New mum dies of rare strep infection in Palmerston North Hospital

New mum dies of rare strep infection in Palmerston North Hospital

Originally published on Stuff

A woman who developed a rare and overwhelming infection from a common bug after having a baby has died in Palmerston North Hospital.

She was one of three mothers found to have Strep A infections shortly after giving birth.

One of the births was at Palmerston North Hospital, and two were at the Te Papaioea Birthing Centre. The three women were cared for by independent midwives.

MidCentral District Health Board chief medical officer Ken Clark said laboratory tests confirmed that the cases, about four to six weeks ago, were not linked in any way.

Both facilities had since been through deep cleans following infection prevention and control processes.

All of the women were admitted to the hospital after the births. Two women were well, and so were all of the babies.

Clark said Group A Streptococci were very common bacteria which many people carried on the skin or in the throat without getting sick.

It was a bug which could cause impetigo (school sores), cellulitis, or infected eczema.

It caused "strep throat" which could occasionally lead to more serious and life-threatening illness such as rheumatic fever and septicaemia (blood poisoning).

Women who had just given birth were vulnerable because their immune system was altered during pregnancy, and the large wound where the placenta came away after the baby's birth provided potential for bugs to get in and multiply.

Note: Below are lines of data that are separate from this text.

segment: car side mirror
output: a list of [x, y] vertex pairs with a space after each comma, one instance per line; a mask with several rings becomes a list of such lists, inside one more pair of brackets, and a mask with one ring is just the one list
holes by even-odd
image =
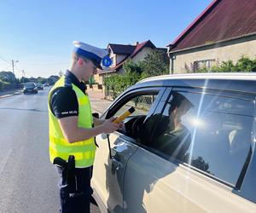
[[98, 112], [94, 112], [94, 113], [92, 113], [92, 117], [94, 117], [96, 118], [100, 118], [100, 114]]

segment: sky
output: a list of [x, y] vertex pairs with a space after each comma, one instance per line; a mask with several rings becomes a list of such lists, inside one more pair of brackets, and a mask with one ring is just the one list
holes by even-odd
[[0, 72], [21, 78], [69, 68], [73, 41], [100, 48], [150, 40], [166, 47], [212, 0], [1, 0]]

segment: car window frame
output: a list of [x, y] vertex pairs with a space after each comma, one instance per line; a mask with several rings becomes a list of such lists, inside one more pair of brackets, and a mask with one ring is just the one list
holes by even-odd
[[[128, 100], [132, 99], [132, 97], [137, 96], [139, 95], [150, 95], [153, 92], [158, 93], [154, 103], [150, 106], [150, 109], [147, 114], [147, 118], [154, 112], [156, 110], [160, 101], [161, 100], [162, 96], [165, 94], [165, 91], [166, 89], [166, 87], [143, 87], [143, 88], [136, 88], [131, 90], [127, 90], [120, 96], [117, 98], [117, 100], [107, 109], [107, 111], [102, 114], [101, 118], [105, 118], [108, 119], [113, 116], [123, 106], [125, 103], [127, 102]], [[115, 131], [114, 134], [119, 135], [120, 137], [125, 139], [126, 141], [131, 142], [132, 144], [136, 144], [139, 147], [143, 147], [143, 144], [137, 142], [136, 140], [133, 138], [121, 133], [119, 131]]]
[[[221, 93], [222, 95], [223, 94], [227, 94], [227, 95], [229, 95], [229, 94], [236, 94], [236, 95], [241, 97], [241, 98], [245, 98], [246, 100], [250, 100], [254, 102], [254, 121], [253, 121], [253, 135], [252, 137], [255, 138], [256, 136], [256, 106], [255, 106], [255, 102], [256, 102], [256, 100], [255, 100], [255, 95], [253, 94], [247, 94], [247, 93], [244, 93], [244, 92], [239, 92], [237, 90], [236, 91], [232, 91], [232, 90], [225, 90], [225, 89], [207, 89], [207, 88], [191, 88], [191, 87], [177, 87], [177, 86], [172, 86], [172, 87], [170, 87], [172, 88], [172, 89], [169, 89], [169, 92], [170, 94], [168, 95], [163, 95], [162, 98], [165, 96], [165, 99], [164, 100], [160, 100], [160, 101], [166, 101], [166, 104], [164, 105], [164, 107], [162, 109], [162, 112], [161, 112], [161, 114], [164, 112], [164, 110], [166, 106], [166, 104], [167, 104], [167, 101], [169, 100], [169, 98], [171, 97], [172, 95], [172, 93], [173, 91], [179, 91], [179, 92], [188, 92], [188, 93], [195, 93], [195, 94], [207, 94], [207, 95], [219, 95], [218, 94]], [[223, 96], [223, 95], [222, 95]], [[237, 97], [236, 96], [236, 97]], [[167, 97], [167, 98], [166, 98]], [[153, 131], [154, 131], [153, 130]], [[169, 162], [177, 165], [177, 166], [184, 166], [186, 168], [189, 168], [195, 172], [198, 172], [203, 176], [206, 176], [207, 177], [210, 177], [211, 179], [213, 179], [214, 181], [217, 181], [219, 183], [222, 183], [225, 186], [228, 186], [230, 187], [230, 188], [233, 189], [233, 191], [236, 192], [236, 193], [239, 194], [239, 191], [241, 189], [242, 187], [242, 184], [245, 181], [245, 177], [246, 177], [246, 175], [247, 173], [248, 172], [248, 170], [250, 168], [250, 164], [252, 164], [252, 161], [253, 159], [254, 159], [255, 161], [255, 164], [256, 164], [256, 153], [255, 153], [255, 143], [256, 141], [251, 141], [251, 151], [252, 151], [252, 153], [251, 153], [251, 156], [249, 158], [249, 159], [247, 159], [245, 164], [247, 164], [246, 165], [246, 168], [242, 168], [241, 170], [241, 173], [239, 175], [239, 178], [237, 179], [237, 181], [236, 181], [236, 186], [234, 186], [233, 184], [230, 184], [230, 182], [227, 182], [225, 181], [224, 180], [222, 180], [217, 176], [212, 176], [211, 174], [208, 174], [207, 172], [204, 172], [203, 170], [201, 170], [200, 169], [193, 166], [193, 165], [190, 165], [189, 164], [186, 164], [179, 159], [177, 159], [177, 158], [174, 158], [172, 157], [169, 157], [168, 158], [166, 158], [166, 157], [164, 156], [163, 153], [161, 153], [160, 151], [158, 151], [157, 149], [154, 149], [153, 147], [147, 147], [146, 149], [151, 153], [154, 153], [154, 154], [158, 155], [159, 157], [162, 158], [165, 158], [166, 160], [168, 160]], [[248, 155], [250, 154], [250, 152], [248, 153]], [[248, 156], [247, 156], [248, 157]], [[242, 174], [243, 173], [243, 174]]]

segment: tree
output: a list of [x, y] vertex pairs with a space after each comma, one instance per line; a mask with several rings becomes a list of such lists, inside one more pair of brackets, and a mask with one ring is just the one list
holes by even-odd
[[5, 71], [0, 72], [0, 79], [10, 83], [16, 83], [15, 75], [12, 72], [5, 72]]
[[148, 54], [140, 66], [144, 78], [169, 73], [169, 60], [166, 53], [163, 50], [154, 50]]

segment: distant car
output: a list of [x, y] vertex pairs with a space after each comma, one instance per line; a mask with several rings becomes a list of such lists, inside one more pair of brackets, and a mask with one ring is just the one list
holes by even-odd
[[38, 91], [38, 87], [35, 83], [26, 83], [24, 84], [23, 88], [23, 93], [27, 94], [27, 93], [35, 93], [37, 94]]
[[38, 90], [43, 90], [44, 89], [44, 86], [42, 83], [37, 83], [37, 88]]

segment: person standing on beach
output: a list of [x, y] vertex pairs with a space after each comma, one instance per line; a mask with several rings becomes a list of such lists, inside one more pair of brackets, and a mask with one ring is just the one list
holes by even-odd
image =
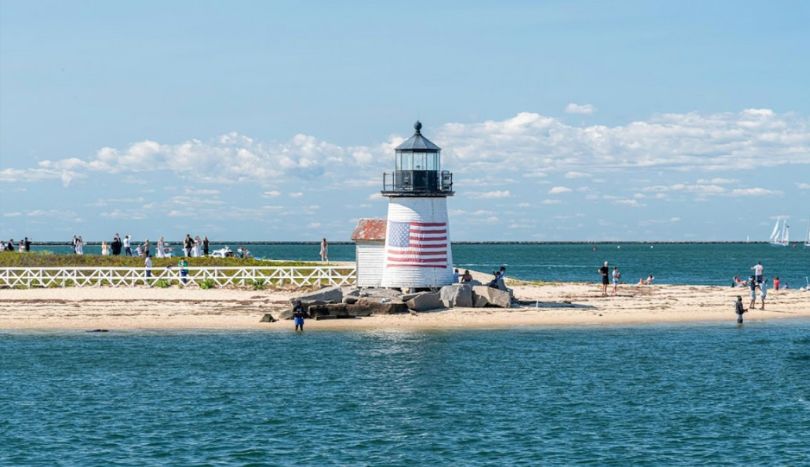
[[191, 234], [186, 234], [186, 238], [183, 240], [183, 252], [185, 253], [186, 257], [191, 256], [192, 244], [194, 244], [194, 241], [191, 239]]
[[295, 332], [304, 332], [304, 306], [300, 301], [296, 301], [293, 307], [293, 320], [295, 321]]
[[147, 279], [151, 278], [152, 277], [152, 255], [150, 255], [149, 252], [146, 252], [146, 259], [143, 260], [143, 266], [144, 266], [144, 268], [146, 268], [146, 278]]
[[743, 308], [742, 297], [737, 295], [737, 302], [734, 304], [734, 312], [737, 313], [737, 324], [742, 324], [742, 315], [746, 310]]
[[757, 304], [757, 281], [754, 276], [748, 279], [748, 289], [751, 291], [751, 303], [748, 305], [749, 309], [756, 308]]
[[329, 261], [329, 243], [325, 238], [321, 240], [321, 261], [325, 263]]
[[115, 237], [113, 237], [113, 241], [110, 246], [112, 247], [113, 256], [118, 256], [121, 254], [121, 236], [118, 235], [117, 232], [115, 233]]
[[768, 296], [768, 281], [762, 280], [762, 283], [759, 284], [759, 301], [760, 301], [760, 310], [765, 309], [765, 297]]
[[177, 262], [177, 267], [180, 268], [180, 280], [183, 284], [188, 284], [188, 260], [186, 258], [180, 258], [180, 261]]
[[622, 273], [619, 272], [618, 266], [613, 266], [613, 295], [616, 295], [616, 290], [619, 288], [619, 281], [622, 279]]
[[602, 296], [607, 297], [607, 286], [610, 283], [610, 281], [608, 280], [610, 268], [607, 265], [607, 261], [605, 261], [605, 264], [603, 264], [602, 267], [599, 268], [596, 272], [598, 272], [599, 275], [602, 276]]
[[757, 284], [762, 283], [762, 273], [764, 272], [765, 268], [762, 267], [762, 261], [757, 261], [756, 266], [751, 266], [751, 270], [754, 271], [754, 278], [757, 281]]

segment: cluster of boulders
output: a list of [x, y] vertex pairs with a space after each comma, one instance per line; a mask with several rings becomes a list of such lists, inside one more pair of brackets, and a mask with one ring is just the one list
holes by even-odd
[[412, 293], [385, 288], [327, 287], [291, 299], [290, 308], [273, 313], [273, 318], [291, 319], [297, 302], [310, 318], [346, 319], [447, 308], [510, 308], [512, 300], [510, 291], [484, 285], [453, 284]]

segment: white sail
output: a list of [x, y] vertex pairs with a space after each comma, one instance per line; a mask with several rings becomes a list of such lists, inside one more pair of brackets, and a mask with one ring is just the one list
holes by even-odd
[[773, 232], [771, 232], [771, 236], [769, 237], [771, 243], [774, 243], [779, 239], [779, 222], [781, 220], [782, 219], [776, 219], [776, 224], [773, 226]]
[[771, 232], [770, 244], [774, 246], [787, 246], [790, 244], [790, 226], [786, 217], [776, 219], [776, 225]]

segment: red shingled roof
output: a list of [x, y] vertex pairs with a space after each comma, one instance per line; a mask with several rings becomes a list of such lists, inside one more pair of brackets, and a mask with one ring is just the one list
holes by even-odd
[[352, 232], [352, 240], [385, 240], [385, 219], [360, 219]]

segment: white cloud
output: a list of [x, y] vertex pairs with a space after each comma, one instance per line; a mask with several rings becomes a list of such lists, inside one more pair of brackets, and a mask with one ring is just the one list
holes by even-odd
[[467, 193], [469, 198], [473, 199], [501, 199], [501, 198], [509, 198], [512, 196], [512, 193], [509, 190], [496, 190], [496, 191], [484, 191], [484, 192], [470, 192]]
[[575, 104], [573, 102], [565, 106], [565, 113], [591, 115], [596, 112], [596, 107], [591, 104]]
[[570, 193], [570, 192], [571, 192], [571, 189], [568, 188], [567, 186], [554, 186], [554, 187], [551, 187], [550, 190], [548, 190], [548, 194], [550, 194], [550, 195], [559, 195], [559, 194], [562, 194], [562, 193]]
[[766, 188], [735, 188], [731, 190], [729, 196], [739, 197], [739, 196], [776, 196], [781, 195], [781, 191], [776, 190], [768, 190]]
[[[616, 126], [569, 125], [522, 112], [505, 120], [447, 123], [433, 128], [431, 135], [444, 148], [445, 167], [476, 174], [473, 179], [486, 174], [496, 186], [498, 179], [507, 180], [515, 173], [529, 179], [546, 172], [580, 178], [585, 170], [728, 172], [810, 164], [810, 120], [769, 109], [661, 114]], [[59, 180], [67, 186], [92, 173], [131, 176], [154, 171], [199, 183], [278, 183], [302, 177], [331, 180], [341, 188], [346, 179], [373, 186], [392, 162], [393, 147], [402, 140], [393, 136], [379, 144], [357, 147], [338, 146], [305, 134], [280, 143], [263, 143], [238, 133], [176, 144], [144, 140], [124, 148], [103, 147], [85, 158], [0, 169], [0, 182]], [[704, 181], [708, 182], [705, 185], [733, 184], [726, 178]]]
[[575, 170], [565, 173], [565, 178], [590, 178], [590, 177], [591, 174], [585, 172], [577, 172]]

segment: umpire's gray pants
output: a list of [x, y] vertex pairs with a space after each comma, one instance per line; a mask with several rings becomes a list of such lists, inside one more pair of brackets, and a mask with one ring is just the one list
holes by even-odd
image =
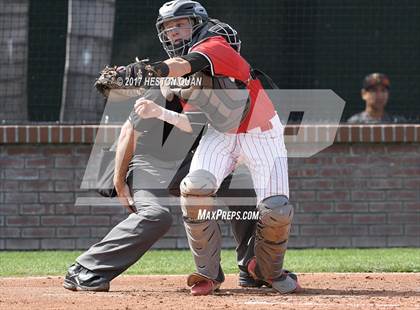
[[[136, 164], [139, 176], [139, 188], [146, 188], [153, 183], [162, 186], [165, 178], [167, 164], [146, 157]], [[188, 172], [186, 166], [185, 174]], [[136, 175], [135, 175], [136, 177]], [[179, 180], [184, 176], [180, 175]], [[222, 183], [218, 194], [229, 196], [227, 190], [230, 179]], [[156, 188], [156, 187], [155, 187]], [[233, 190], [235, 191], [235, 190]], [[250, 196], [255, 192], [247, 193]], [[134, 201], [137, 208], [136, 214], [130, 214], [125, 220], [117, 224], [98, 243], [92, 245], [81, 254], [76, 261], [83, 267], [107, 278], [109, 281], [120, 275], [128, 267], [136, 263], [151, 247], [169, 230], [172, 224], [172, 215], [169, 208], [159, 202], [162, 191], [136, 190]], [[238, 210], [239, 207], [229, 207]], [[240, 207], [240, 210], [254, 210], [255, 205]], [[246, 271], [246, 263], [254, 255], [254, 240], [256, 221], [232, 220], [232, 232], [237, 242], [237, 260], [241, 270]]]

Clark said the bug spread from person to person through contact with throat secretions or infected skin.

It could also be picked up through by touching contaminated objects or surfaces.

One of the best ways to prevent infection was through good hygiene, including thorough hand washing.

Infections were usually successfully treated with oral antibiotics, although sometimes intravenous antibiotics were needed.

Clark said the care and circumstances leading up to the woman's death would be fully investigated, and would be reported to the national Health Quality and Safety Commission.

The outcome of the review would be included in the annual report the health board releases alongside the Commission's adverse events report.